Das três opções de local pensadas pelo Coritiba para a construção de um novo estádio, a do Alto da Glória é a mais inviável. Assim, restaria ao Coxa escolher entre as outras duas alternativas: o terreno do Pinheirão, no Tarumã; ou uma nova área na Cidade Industrial de Curitiba (CIC).

A análise é de Fábio Tadeu Araújo, sócio da consultoria Brain Bureau de Inteligência Corporativa, referência no ramo. “A capacidade de desenvolvimento imobiliário no terreno do Couto é nula”, crava Araújo. “Se você usa o espaço para colocar um estádio, não sobra espaço para torres de apartamentos e salas comerciais ao redor. No máximo algumas lojas. Não acredito na viabilidade disso. Seria quase como acreditar em Papai Noel”, reforça.

Além da questão das dimensões, restrições da prefeitura de Curitiba quanto à mobilidade urbana no entorno do estádio dificultam a construção de uma nova casa no local. Por outro lado, situado em região valorizada, o terreno no Alto da Glória garantiria ao Coxa o potencial de alavancar economicamente o novo estádio em outra área.

Em busca de investidores, o clube planeja dar como sua parte no negócio uma de suas três propriedades, ainda a ser definida: Couto Pereira, CT da Graciosa ou terreno em Campina Grande do Sul. “É o estádio melhor localizado na cidade em termos de valorização imobiliária. É a única real propriedade do clube para o empreendimento. O Coxa terá de escolher entre uma nova sede ou desistir de um novo estádio”, completa Araújo.

Viabilidade econômica

A crise econômica enfrentada pelo Brasil não seria impeditivo para o Coritiba planejar um novo estádio neste momento. “O planejamento leva tempo e independe disso. Agora, o pontapé inicial da obra dependerá de um momento econômico melhor. Talvez na época de conclusão do projeto isto já tenha acontecido”, ressalta Araújo.
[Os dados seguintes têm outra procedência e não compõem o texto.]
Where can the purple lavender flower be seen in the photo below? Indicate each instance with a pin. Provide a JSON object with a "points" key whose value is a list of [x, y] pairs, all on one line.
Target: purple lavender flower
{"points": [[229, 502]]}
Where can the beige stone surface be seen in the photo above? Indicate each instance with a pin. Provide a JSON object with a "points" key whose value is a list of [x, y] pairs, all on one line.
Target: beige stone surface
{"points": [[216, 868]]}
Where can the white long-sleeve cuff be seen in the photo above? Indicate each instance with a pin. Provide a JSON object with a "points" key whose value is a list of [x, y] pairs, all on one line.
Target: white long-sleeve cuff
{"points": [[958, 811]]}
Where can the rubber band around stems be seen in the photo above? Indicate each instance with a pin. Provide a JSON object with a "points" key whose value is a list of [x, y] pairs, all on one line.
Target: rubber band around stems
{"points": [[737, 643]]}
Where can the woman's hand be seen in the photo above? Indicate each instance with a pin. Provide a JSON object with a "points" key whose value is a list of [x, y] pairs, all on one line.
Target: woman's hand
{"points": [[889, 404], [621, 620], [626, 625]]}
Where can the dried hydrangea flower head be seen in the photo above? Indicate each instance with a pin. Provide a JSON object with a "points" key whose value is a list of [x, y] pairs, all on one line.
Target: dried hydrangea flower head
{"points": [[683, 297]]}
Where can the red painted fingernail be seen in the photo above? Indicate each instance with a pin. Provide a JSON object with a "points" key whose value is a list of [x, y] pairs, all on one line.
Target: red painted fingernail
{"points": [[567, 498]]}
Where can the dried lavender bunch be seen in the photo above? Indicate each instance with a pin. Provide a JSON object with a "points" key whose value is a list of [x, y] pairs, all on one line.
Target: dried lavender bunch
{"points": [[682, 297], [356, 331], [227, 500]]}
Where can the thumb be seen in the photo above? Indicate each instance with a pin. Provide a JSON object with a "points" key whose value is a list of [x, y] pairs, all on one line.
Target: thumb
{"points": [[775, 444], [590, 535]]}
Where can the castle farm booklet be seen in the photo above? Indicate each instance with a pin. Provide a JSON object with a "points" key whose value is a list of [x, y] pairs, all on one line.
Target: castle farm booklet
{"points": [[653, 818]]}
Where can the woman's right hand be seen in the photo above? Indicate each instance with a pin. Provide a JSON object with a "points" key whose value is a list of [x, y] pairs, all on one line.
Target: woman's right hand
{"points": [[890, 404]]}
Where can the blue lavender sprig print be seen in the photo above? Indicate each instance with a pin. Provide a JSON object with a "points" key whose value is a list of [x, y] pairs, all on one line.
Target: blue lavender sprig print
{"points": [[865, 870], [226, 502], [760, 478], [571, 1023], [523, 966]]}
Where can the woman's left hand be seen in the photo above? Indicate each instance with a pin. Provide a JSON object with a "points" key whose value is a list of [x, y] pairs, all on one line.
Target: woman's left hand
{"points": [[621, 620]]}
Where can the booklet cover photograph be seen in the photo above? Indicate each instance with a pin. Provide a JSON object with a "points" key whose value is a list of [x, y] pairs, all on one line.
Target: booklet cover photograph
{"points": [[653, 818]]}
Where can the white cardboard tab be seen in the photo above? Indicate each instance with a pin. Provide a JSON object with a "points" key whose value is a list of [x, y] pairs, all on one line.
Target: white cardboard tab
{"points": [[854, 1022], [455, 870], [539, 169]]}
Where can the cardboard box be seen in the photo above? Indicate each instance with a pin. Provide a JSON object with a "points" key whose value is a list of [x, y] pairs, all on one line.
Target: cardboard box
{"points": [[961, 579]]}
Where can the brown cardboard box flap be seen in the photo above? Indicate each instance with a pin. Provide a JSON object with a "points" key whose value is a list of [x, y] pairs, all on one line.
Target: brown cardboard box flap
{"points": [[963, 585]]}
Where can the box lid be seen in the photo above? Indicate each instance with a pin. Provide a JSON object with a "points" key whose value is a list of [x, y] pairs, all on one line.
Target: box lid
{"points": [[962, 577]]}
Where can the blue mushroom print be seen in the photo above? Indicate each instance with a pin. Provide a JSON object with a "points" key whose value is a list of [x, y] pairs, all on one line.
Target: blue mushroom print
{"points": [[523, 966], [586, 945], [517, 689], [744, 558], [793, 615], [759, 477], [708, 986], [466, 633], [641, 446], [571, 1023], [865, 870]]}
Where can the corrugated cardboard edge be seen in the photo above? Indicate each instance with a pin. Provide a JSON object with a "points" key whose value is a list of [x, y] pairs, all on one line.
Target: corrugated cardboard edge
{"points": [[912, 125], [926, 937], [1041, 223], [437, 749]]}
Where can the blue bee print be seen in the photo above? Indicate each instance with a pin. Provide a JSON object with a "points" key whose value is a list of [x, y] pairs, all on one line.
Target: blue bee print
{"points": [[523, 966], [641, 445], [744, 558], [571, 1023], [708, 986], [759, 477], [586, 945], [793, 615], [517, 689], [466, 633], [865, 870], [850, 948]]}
A escolha em apostar em um fundo de investimentos para viabilizar o negócio, por sua vez, é interessante, garante o especialista. “Com a crise, o Brasil ficou barato. Neste cenário, há sempre gente disposta a investir e capitalizar em cima disso. Temos visto vários fundos de investimento fazendo associações.”
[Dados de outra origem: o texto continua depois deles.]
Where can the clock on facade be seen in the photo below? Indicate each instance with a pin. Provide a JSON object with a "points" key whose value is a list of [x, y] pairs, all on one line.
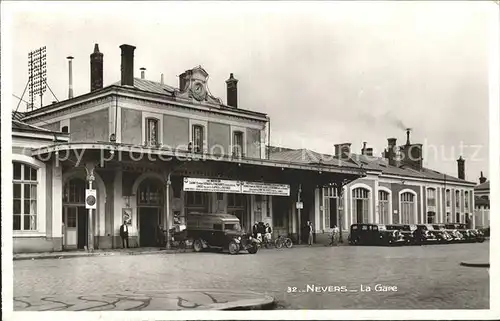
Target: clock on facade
{"points": [[198, 90]]}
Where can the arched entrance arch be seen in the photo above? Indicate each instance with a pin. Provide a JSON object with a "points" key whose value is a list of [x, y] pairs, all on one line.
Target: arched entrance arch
{"points": [[75, 215], [149, 194]]}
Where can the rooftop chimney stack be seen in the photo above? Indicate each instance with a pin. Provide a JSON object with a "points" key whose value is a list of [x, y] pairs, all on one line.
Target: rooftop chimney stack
{"points": [[232, 91], [482, 179], [70, 66], [96, 69], [461, 168], [408, 130], [127, 67]]}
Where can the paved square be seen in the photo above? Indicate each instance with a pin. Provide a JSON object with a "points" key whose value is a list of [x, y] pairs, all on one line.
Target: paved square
{"points": [[426, 277]]}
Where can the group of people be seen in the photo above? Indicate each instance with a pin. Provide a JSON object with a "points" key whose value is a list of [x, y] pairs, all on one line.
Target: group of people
{"points": [[259, 230]]}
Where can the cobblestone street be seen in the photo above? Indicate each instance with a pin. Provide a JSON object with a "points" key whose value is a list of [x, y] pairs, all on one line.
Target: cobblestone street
{"points": [[427, 277]]}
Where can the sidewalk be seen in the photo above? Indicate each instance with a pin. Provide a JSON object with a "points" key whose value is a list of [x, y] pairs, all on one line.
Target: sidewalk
{"points": [[143, 300]]}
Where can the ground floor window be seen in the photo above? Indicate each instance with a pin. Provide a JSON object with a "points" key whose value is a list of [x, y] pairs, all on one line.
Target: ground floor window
{"points": [[407, 208], [25, 187]]}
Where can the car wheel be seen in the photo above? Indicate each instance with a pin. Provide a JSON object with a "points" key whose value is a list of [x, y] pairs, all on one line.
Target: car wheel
{"points": [[233, 248], [253, 249], [197, 245]]}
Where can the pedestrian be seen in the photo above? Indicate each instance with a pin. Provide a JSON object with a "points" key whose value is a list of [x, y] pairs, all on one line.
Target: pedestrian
{"points": [[310, 231], [255, 229], [335, 235], [124, 234]]}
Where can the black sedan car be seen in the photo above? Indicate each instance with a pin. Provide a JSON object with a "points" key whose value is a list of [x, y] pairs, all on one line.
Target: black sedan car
{"points": [[374, 234]]}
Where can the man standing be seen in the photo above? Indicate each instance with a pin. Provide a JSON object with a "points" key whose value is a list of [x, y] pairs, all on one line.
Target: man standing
{"points": [[310, 231], [124, 233]]}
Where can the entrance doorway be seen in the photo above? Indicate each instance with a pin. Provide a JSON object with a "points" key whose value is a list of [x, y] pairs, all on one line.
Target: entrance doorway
{"points": [[75, 216], [149, 220], [150, 197]]}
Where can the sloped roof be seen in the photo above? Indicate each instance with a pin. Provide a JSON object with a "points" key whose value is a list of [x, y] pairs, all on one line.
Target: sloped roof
{"points": [[483, 186], [151, 86], [355, 160], [23, 127]]}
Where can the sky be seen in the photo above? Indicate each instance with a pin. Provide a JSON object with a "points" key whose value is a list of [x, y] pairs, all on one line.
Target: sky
{"points": [[324, 72]]}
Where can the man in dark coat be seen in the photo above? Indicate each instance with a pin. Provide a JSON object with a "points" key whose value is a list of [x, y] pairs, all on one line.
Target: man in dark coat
{"points": [[124, 234]]}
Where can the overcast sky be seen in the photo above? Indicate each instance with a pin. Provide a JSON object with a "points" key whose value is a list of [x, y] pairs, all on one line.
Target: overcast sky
{"points": [[325, 73]]}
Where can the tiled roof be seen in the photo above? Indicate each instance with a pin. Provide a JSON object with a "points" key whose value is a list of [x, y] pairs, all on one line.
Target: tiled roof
{"points": [[151, 86], [355, 160], [483, 186], [20, 126]]}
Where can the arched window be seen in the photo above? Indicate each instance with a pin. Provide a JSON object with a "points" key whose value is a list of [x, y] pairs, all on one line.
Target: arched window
{"points": [[25, 187], [407, 208], [431, 197], [383, 207], [360, 204]]}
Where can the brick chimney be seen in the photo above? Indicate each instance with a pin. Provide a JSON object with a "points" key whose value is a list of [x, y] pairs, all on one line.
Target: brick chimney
{"points": [[127, 67], [482, 179], [96, 69], [461, 168], [390, 152], [232, 91], [342, 150], [363, 150]]}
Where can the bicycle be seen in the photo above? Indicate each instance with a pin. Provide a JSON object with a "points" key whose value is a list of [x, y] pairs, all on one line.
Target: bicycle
{"points": [[283, 241]]}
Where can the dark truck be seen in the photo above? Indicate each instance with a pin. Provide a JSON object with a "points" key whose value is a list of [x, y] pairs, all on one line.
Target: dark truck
{"points": [[222, 231]]}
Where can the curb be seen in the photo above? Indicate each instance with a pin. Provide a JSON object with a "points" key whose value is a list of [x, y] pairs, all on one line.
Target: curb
{"points": [[59, 256], [483, 265]]}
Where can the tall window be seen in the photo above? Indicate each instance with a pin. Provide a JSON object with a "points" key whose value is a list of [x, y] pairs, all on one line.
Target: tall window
{"points": [[383, 207], [407, 208], [24, 197], [198, 138], [431, 197], [151, 131], [360, 204], [238, 144]]}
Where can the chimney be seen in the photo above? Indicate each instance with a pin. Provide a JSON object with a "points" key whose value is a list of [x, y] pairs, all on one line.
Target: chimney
{"points": [[390, 153], [461, 168], [408, 130], [96, 67], [363, 150], [232, 91], [342, 150], [482, 179], [127, 67], [70, 66]]}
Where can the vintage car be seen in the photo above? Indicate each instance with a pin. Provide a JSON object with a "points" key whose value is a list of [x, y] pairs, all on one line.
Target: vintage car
{"points": [[468, 235], [374, 234], [426, 234], [456, 232], [222, 231], [442, 234]]}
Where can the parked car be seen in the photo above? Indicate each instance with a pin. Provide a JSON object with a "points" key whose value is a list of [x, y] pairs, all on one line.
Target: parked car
{"points": [[468, 235], [374, 234], [221, 231], [425, 234]]}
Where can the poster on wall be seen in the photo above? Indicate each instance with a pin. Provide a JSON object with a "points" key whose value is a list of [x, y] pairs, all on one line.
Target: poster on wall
{"points": [[127, 216], [265, 189], [211, 185]]}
Por outro lado, a pretensão alviverde de ser sócio majoritário (51%) do empreendimento pode atrapalhar. “Ninguém quer deixar o negócio com o clube. Porque senão você investe dinheiro, mas não manda”, completa.

CIC ou Tarumã?

Segundo Araújo, CIC ou Tarumã oferecem ao clube e ao futuro investidor a possibilidade de construir áreas de comércio no entorno do estádio. “A escolha vai depender do preço e do potencial da área. As duas localidades têm terrenos grandes, com algumas diferenças”.

Contra o Tarumã, entretanto, pesa a construção, nas proximidades do Pinheirão, do shopping Jockey Plaza, o maior da cidade, que seria forte concorrente comercial do Coxa.